В этом заключалось одно из различий между нашей троицей и новичком. Мы вечно прикалывались и очень редко говорили всерьез. А наш новый одноклассник вечно говорил всерьез и очень редко прикалывался. Чтобы это понять, требовалось время.


Адриан позволил втянуть себя в нашу компанию, не подавая виду, что сам к этому стремился. Возможно, он и не стремился. Во всяком случае, никогда не пытался под нас подладиться.
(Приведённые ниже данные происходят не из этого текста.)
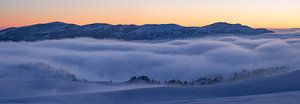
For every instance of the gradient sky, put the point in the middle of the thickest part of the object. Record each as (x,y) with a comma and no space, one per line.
(255,13)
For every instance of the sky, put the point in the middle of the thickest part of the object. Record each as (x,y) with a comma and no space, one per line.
(255,13)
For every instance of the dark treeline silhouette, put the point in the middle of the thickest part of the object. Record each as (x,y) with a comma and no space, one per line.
(211,80)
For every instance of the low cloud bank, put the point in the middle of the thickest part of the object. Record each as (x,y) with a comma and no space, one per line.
(184,59)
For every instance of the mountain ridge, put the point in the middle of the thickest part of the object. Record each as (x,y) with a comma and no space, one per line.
(61,30)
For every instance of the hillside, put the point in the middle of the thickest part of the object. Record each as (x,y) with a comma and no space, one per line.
(60,30)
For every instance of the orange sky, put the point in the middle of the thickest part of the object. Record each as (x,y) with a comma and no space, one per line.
(255,13)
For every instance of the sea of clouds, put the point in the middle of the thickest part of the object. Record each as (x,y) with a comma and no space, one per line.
(99,60)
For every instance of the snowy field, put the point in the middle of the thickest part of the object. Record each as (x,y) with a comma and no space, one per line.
(83,70)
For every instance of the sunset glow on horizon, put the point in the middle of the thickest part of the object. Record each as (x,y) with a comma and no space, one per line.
(255,13)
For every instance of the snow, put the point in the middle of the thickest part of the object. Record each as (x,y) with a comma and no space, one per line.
(284,88)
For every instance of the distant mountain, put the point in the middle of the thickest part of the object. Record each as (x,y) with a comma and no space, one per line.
(60,30)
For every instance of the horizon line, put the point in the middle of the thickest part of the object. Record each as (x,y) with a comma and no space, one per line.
(4,27)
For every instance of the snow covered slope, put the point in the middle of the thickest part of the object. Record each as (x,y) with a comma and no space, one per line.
(170,95)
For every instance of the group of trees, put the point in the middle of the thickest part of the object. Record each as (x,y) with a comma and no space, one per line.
(210,80)
(177,82)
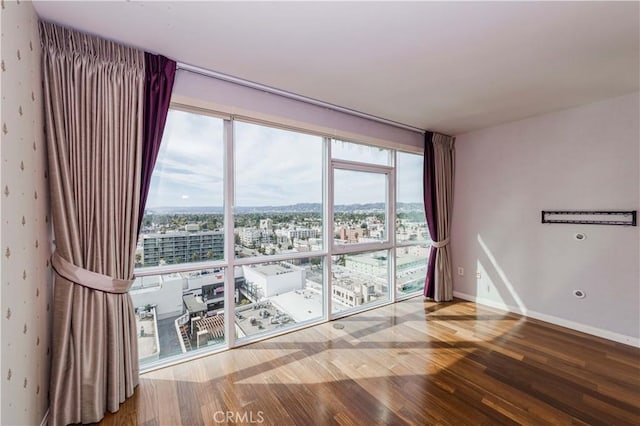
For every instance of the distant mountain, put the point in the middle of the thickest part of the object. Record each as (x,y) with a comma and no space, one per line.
(293,208)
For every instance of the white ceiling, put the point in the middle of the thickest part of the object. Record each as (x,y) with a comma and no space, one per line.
(445,66)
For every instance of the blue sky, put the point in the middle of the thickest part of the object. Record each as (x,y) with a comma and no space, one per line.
(273,167)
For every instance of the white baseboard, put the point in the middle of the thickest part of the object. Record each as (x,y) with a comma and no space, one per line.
(605,334)
(45,419)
Во время утренней молитвы он подхватывал ответствия, тогда как мы с Алексом только шевелили губами, а Колин издевательски строил из себя истового богомольца и орал в полный голос. Мы, все трое, считали, что спортивные секции придуманы тайными фашиствующими силами для подавления нашей сексуальности; Адриан между тем вступил в фехтовальный клуб и занялся прыжками в высоту. Мы кичились полным отсутствием слуха; Адриан принес в школу кларнет. Когда Колин хаял свою семью, когда я высмеивал политический строй, когда Алекс высказывал философские возражения против видимой сущности материального мира, Адриан помалкивал — во всяком случае, на первых порах. Создавалось впечатление, что он верит в какие-то идеалы. Мы тоже были этого не чужды, только нам хотелось верить в собственные идеалы, а не в те, что кем-то придуманы за нас. Отсюда — наш скепсис, который мы приравнивали к очищению.
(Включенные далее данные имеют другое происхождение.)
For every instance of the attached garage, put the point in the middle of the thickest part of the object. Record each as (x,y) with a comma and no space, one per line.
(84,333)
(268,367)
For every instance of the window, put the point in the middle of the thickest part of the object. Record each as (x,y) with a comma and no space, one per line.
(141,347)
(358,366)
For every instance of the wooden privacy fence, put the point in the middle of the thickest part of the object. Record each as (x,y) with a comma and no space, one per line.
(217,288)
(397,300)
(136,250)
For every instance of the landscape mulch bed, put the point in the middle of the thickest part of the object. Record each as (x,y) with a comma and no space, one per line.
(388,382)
Школа находилась в центре Лондона, и мы ездили на уроки из разных районов, перемещаясь из одной системы контроля в другую. В ту пору жилось проще: ни тебе больших денег, ни электронных гаджетов, ни тирании моды, ни девочек. Ничто не отвлекало нас от человеческого и сыновнего долга: учиться, сдавать экзамены, чтобы потом на основании полученных знаний найти работу и в конце концов обеспечить себе более полнокровную и благополучную жизнь, чем у наших родителей, которые будут нами гордиться, но втайне припоминать собственную молодость, когда жизнь была проще, а потому несравненно лучше. Эти соображения, конечно, вслух не высказывались: над нами всегда довлел умеренный социальный дарвинизм английского среднего класса.

— Какие все-таки гады — предки, — завелся однажды Колин на большой перемене, в понедельник. — В детстве кажется: нормальные люди, а потом до тебя доходит, что они ничем не лучше…

— Генриха Восьмого, Кол? — подсказал Адриан.

Мы уже начали привыкать к его иронии, а также к тому обстоятельству, что она может обернуться против любого из нас. Насмешничая или призывая к серьезности, он именовал меня Антонием, Алекса — Александром, а неудлиняемое имя Колина стягивалось у него в «Кол».

— Я бы слова не сказал, если б у моего папаши была дюжина жен.

— И куча денег.

— И если бы Гольбейн написал его портрет.

— И если бы он послал Папу Римского куда подальше.

— А почему сразу «гады» — что они такого сделали? — спросил Алекс.

— Я хотел, чтобы мы все вместе поехали в луна-парк. А они говорят: в выходные нужно в саду поработать.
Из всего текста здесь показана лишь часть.